Public Citizen petitioned the FDA to require that more prominent “black box” warnings and safety information be added to the product labels of all PPIs on the market. They also called for patient medication guides to be distributed with all PPIs and for the makers of the drugs to send a letter to doctors alerting them to these adverse effects and of the need to try safer alternatives first for conditions such as GERD.
Dr. Helge L. Waldum, a co-petitioner with Public Citizen, is head of the Department of Digestive and Liver Diseases at Trondheim University Hospital in Norway and author of 135 medical journal articles related to the topics of this petition, among them the first trial to show that patients could become dependent on PPIs through the rebound effect. In a statement released today, he noted: “Given that most people on PPIs long-term may not even have a documented need for the medication, and that for those that are on these drugs for legitimate reasons, several safer alternatives exist, the risks greatly outweigh any benefit in most patients on PPIs. I therefore urge the FDA to act promptly on the recommendations outlined in this petition.“
“Robert Kuttner, a well-known journalist and co-editor of the American Prospect, long suffered from severe acid reflux and became dependent on PPIs after a particularly severe episode. After years of unsuccessfully trying to control his symptoms with ever higher doses of the PPI, the reflux resolved only after a physician tapered him off the drug to another therapy. Now largely symptom-free, Kuttner, who released a statement today in support of Public Citizen’s petition, concluded: ‘My experience certainly seems to confirm the pattern of PPI medication causing – or in my case, seriously aggravating – the condition that it supposedly treats. In my case, the PPI seemed to have primed my system to produce increasing amounts of acid so that over time I was more prone to more attacks triggered by ever more minor departures from a very low fat diet … The ever-increasing amounts of PPI helped only temporarily and required dependence on even higher doses, and so on, over several cycles. Only getting off the PPI reversed what seemed to be a chronic and progressive condition.‘”

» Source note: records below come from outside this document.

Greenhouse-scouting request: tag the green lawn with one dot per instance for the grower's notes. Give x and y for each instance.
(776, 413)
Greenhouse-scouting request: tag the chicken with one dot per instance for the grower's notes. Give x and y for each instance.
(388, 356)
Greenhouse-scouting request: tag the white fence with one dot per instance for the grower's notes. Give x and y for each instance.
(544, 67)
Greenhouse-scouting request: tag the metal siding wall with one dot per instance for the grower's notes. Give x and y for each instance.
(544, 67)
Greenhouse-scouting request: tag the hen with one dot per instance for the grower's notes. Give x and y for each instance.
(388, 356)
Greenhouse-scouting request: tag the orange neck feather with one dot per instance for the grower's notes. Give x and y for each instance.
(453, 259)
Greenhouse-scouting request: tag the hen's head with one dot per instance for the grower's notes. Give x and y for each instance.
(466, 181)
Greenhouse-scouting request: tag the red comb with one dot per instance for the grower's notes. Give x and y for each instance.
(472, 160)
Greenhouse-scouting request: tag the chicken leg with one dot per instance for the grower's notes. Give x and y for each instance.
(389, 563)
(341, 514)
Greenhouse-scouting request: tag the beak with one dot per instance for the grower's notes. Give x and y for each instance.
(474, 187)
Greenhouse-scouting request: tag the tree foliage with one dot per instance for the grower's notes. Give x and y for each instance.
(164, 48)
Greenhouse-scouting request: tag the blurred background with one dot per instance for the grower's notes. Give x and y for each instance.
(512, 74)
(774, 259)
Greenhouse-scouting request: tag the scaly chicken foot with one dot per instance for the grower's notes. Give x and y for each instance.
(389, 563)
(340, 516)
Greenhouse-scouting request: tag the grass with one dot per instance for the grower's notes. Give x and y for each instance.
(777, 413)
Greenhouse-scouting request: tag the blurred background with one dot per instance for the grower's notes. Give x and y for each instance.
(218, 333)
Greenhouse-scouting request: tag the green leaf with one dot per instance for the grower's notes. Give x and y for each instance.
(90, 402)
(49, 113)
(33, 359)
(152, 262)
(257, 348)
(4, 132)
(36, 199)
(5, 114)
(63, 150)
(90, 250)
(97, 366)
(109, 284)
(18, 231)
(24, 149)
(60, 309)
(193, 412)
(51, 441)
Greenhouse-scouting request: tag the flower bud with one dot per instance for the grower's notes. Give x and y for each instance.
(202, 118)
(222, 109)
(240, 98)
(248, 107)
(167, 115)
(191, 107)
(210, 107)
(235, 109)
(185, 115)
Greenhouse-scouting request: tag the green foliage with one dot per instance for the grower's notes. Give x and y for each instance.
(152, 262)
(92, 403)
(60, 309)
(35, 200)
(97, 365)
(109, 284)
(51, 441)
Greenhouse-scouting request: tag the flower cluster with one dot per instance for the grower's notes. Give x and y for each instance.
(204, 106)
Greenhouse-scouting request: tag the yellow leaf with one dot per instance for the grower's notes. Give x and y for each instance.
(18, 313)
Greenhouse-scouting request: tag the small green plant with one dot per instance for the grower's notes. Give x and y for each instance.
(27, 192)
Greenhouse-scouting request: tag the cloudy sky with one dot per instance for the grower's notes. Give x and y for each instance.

After two years the FDA responded to Public Citizen about their petition, “indicating that their request raised complex issues and needed a major review” before a decision on the petition could be reached. The group sued the agency in 2014 for not responding to their petition which prompted action by the agency on the matter, though not as much as was asked for.
Overuse of PPIs is a real issue. It’s like using a sledgehammer when a tack hammer would do the job. It can be overkill. Start with lifestyle changes. Then try botanical acid reducers like NaturCress, which combines garden cress seed and zinc. NaturCress is not a drug. Many people find success with NaturCress for episodic heartburn predictably triggered by a few special foods like tomato sauce. If most foods trigger heartburn, then it is not episodic heartburn and an OTC or prescription drugs may be needed.
“… proton pump inhibitors (PPIs) drugs, so-named because of the mechanism they use to shut off the production of stomach acid. PPIs are one of the most widely used classes of drugs in the United States, with 119 million prescriptions dispensed in 2009 and $13.6 billion in U.S. sales. An estimated 1 of every 20 people in the developed world is taking the medications, which include Nexium, Dexilant, Prilosec, Prilosec OTC, Zegerid, Zegerid OTC, Prevacid, Prevacid 24-Hr, Protonix, Aciphex, Vimovo and numerous generic counterparts, most prominently omeprazole and pantoprazole.”